Wednesday, May 17, 2006

On the Code (1)

The code? Of course I mean The Da Vinci Code. As if there could be any other code. I’m going to shamelessly join the bandwagon created by the movie and the book — yes, did you know there’s a book? Of course you knew, only the high-browed toffs wouldn’t have heard of it, and you, dear reader are no high-browed toff, are you? — and post what I wrote about the book in mid-2004 (before there was A-A-A). And no, I still haven't finished Eco's book.


Let me begin with a quick précis of the book. The protagonist is a Harvard professor of symbology (study of symbols) who finds himself the prime suspect of the murder of the curator of the Louvre museum. The curator was murdered because he is privy to the secret of the Holy Grail — that Jesus married Mary Magdalene and their descendents survive to the modern day. The protagonist is assisted by the curator’s grand daughter. Other interested parties include an eccentric British historian, a persistent French police officer, and an ultra Catholic sect. And the clue to the secret, of the Grail as well as whodunit, can be found in Leonardo Da Vinci’s work — hence the name.

The book abounds with these clues. For instance, the Star of David apparently symbolises the yin and the yang in perfect harmony. Or the Fibonacci sequence, the sequence of numbers 2, 3, 5, 8…. where each number is the sum of the 2 numbers preceding it, and the ratio of each number to its preceding one is the inverse of the ratio plus one, and this ratio approaches 1.61 as the sequence approaches infinity, and this limit, phi, is abundant in nature (it’s the ratio of your height from head to toe to your navel’s height), so abundant indeed that the ancients called it the divine number. Now these are nice trivia to know, I guess to impress girls in parties. Well, I think so anyway, but I digress. Back to the book.

Some of the things discussed in the book are true (the Fibonacci sequence for instance). Others I’m not so sure about: google suggests conflicting stories about the Priory of Sion or the Templar Knights. And I definitely don’t know enough about the early Christian history to have a view on what Jesus really did or did not do in the 1st century. Jesus being intimate with Mary Magdalene is not a particularly new idea: Scorcese did a movie on that theme. There are more interesting twists on Jesus: Bulgakov had Jesus as Pontius Pilate’s herbalist, Charles McCarry has him being a Roman agent provocateur, and then there is always Life of Brian.

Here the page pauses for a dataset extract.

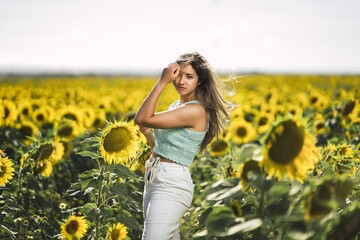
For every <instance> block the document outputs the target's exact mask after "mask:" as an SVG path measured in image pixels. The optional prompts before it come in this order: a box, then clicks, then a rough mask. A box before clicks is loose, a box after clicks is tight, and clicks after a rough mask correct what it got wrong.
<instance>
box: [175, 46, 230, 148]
mask: <svg viewBox="0 0 360 240" xmlns="http://www.w3.org/2000/svg"><path fill="white" fill-rule="evenodd" d="M178 63H179V64H184V63H185V64H190V65H191V66H192V67H193V68H194V70H195V72H196V74H197V75H198V77H199V84H200V85H199V86H198V87H197V89H196V93H195V94H196V98H197V99H198V100H200V101H201V102H202V104H203V105H204V107H205V109H206V112H207V114H208V121H209V129H208V131H207V133H206V135H205V138H204V140H203V142H202V143H201V146H200V150H201V151H203V150H204V149H205V148H206V146H207V145H208V144H209V143H210V142H211V140H212V139H213V138H214V137H218V136H219V134H220V133H221V131H222V130H225V126H224V124H225V120H226V119H228V117H229V113H228V107H227V106H230V103H228V102H227V101H225V100H224V99H223V97H222V96H221V93H220V86H219V80H218V78H217V77H216V76H215V74H214V71H213V70H212V68H211V66H210V64H209V63H208V62H207V60H206V59H205V58H204V57H202V56H201V55H200V54H199V53H197V52H193V53H190V54H184V55H182V56H180V58H179V60H178Z"/></svg>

But all this is beside the point as this is not a book on the origin of Christianity or a meditation on the meaning of it all. The Economist says it’s no Foucault’s Pendulum. And that it is not. Whereas that book I failed to finish despite half a dozen attempts over the past few years, this book was read within a weekend.

And that is because it’s a ripping yarn. Sure, the characters are two dimensional, but that’s alright, because you want to see whodunit. In fact, the characters are made for movie — the protagonist is described as resembling Harrison Ford. It’s a good action-adventure book. Action-adventure book? Yes, as in a book that you’d want to watch in the big screen. It’s a page turner. Short, sharp sentences, and crisp, if somewhat wooden dialogues. But, once again, you don’t care, because, yes, you want to know whodunit.

It’s a formula book, but it’s a formula that works. How? I think that a murder mystery stands or falls on this: can you figure out whodunit half way through the yarn? If you can, then it’s crap. Can you in this one? Well, I thought I knew who the bad guy was fairly early on. But then I wasn’t so sure. Then, just about when I was convinced it’s not who I think it is, bang! Mr Brown keeps you guessing, and thus, the book works. In that respect, it’s right up there with the best of Crichton, Forsythe or Harris.